今日あったことや、男性恐怖症なことを知ったから、暁なりに私のことを心配してくれているのかもしれない……。
私は勝手にそう解釈した。
「暁?」
突然声がしたと思ったら、前から綺麗な女の人がこっちにゆっくりと近づいてきた。
その人があまりにも綺麗で……私はつい、見惚れてしまった。
しかし、女の人は高いヒールを履いているからか、道路に転がってる石につまずき……その場で転んでしまった。

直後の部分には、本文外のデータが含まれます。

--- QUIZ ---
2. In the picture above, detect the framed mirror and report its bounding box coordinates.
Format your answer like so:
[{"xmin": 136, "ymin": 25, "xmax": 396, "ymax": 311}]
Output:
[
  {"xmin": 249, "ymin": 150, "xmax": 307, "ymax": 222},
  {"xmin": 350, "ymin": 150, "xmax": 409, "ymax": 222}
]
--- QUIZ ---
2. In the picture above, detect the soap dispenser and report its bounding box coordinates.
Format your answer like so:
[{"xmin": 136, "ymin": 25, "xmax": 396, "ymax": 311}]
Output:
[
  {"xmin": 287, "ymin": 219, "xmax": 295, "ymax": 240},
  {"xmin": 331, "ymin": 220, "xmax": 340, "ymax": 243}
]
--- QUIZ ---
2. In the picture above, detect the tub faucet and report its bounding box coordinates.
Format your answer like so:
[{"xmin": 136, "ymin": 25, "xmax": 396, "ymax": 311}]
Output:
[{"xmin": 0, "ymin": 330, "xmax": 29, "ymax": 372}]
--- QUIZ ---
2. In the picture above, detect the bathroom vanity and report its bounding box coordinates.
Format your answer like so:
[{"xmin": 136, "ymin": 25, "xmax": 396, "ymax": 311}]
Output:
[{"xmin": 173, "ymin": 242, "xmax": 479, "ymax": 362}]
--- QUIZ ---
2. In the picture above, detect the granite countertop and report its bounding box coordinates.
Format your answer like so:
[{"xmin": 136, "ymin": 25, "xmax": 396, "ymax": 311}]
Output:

その拍子に、持っていた紙袋に入っていた物が飛び散り、私は急いで女の人に駆け寄った。
「大丈夫ですか……?」
次に、女の人が立つのに手を貸そうとしたんだけど……伸びてきた暁の手によって女の人は立ち上がった。
その姿が、悔しいほど絵になっていて……あたしは何故か見ていられなくて視線を逸らした。
「何でここにいんだよ」
「え?あぁ、うん。友達の家がこの近くで……その帰りに頭が痛くなって、薬局に寄ったの」
自分が聞いたくせに、暁はうんともすんとも言わず持っている袋を奪い取った。